I dont think the solution being offered here is too burdensome to the prima facie sense of either writer. Paul is speaking in strict forensic, legal terms, I.e., how does our legal status before God go from “condemned” to “forgiven,” to which the answer must ever be faith, not works, lest we fall into the heresy of Pelagianism.
Whereas James, whose entire tone was pragmatic and NOT forensic, describes what accompanies saving faith, and neither Luther nor any knowledgeable Protestant would deny that saving faith does not come to the party alone, but brings its most intimate companion, righteousness that flows from a heart of love for God and neighbor. Thus Paul describes the legal effect, and James the pragmatic effect, of faith suffcient to save lost sinners.
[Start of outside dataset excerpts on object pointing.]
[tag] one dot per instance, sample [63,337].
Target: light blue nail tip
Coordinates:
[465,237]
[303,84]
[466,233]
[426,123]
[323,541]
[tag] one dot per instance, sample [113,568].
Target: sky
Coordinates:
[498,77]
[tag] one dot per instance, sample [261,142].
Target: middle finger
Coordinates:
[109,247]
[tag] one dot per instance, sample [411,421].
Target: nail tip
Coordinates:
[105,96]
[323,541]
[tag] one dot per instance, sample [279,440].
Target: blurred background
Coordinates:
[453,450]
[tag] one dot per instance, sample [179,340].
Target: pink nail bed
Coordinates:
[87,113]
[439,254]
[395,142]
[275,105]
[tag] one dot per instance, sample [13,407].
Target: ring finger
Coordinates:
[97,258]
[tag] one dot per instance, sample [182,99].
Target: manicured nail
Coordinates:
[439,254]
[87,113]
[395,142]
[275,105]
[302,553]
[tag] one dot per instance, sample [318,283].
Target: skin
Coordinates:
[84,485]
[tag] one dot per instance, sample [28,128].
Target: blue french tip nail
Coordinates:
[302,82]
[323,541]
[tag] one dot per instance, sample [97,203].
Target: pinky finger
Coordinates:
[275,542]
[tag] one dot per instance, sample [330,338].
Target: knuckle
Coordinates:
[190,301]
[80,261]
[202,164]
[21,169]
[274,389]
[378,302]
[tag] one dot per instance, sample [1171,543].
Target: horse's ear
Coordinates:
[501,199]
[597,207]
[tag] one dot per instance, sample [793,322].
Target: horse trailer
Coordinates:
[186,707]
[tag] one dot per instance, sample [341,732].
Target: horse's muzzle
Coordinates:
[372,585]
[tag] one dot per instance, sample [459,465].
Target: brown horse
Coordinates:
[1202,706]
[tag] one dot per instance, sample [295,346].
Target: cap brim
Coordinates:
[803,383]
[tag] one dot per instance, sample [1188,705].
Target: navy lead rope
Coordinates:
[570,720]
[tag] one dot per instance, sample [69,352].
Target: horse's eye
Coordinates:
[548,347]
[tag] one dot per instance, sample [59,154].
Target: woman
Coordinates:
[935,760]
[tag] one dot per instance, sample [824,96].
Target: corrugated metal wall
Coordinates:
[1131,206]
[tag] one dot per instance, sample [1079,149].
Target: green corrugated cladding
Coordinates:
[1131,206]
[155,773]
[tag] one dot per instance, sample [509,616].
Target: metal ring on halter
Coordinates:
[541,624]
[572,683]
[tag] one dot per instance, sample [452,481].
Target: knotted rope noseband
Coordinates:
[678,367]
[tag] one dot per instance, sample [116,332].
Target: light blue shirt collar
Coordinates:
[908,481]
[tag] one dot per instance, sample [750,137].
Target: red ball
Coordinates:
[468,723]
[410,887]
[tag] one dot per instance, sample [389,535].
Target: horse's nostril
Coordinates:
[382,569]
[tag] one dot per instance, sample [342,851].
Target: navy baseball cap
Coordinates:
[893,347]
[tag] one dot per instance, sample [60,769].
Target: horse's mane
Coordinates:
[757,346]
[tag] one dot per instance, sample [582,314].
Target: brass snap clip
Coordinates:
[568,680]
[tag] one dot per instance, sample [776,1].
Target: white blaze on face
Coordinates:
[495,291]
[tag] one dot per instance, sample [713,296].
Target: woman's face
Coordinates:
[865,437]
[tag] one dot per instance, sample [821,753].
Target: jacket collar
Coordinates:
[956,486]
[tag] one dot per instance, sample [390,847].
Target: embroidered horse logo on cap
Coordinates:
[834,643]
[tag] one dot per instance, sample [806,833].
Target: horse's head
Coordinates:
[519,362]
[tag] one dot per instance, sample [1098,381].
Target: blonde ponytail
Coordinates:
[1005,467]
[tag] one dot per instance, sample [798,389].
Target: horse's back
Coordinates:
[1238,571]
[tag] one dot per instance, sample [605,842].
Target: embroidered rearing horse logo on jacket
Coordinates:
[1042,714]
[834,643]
So this is not hard, or obscure. It is a mature reading of the text, which by its nature insists on a reconciliation, but once it is found, is clear and simple enough for a child to understand.
“The topic on hand is that the Scripture says “we are not justified by faith alone”. Then a charlatan comes along and says that we are. That is all there is to it”.
Precisely the reason sola scriptura crumbles under scrutiny.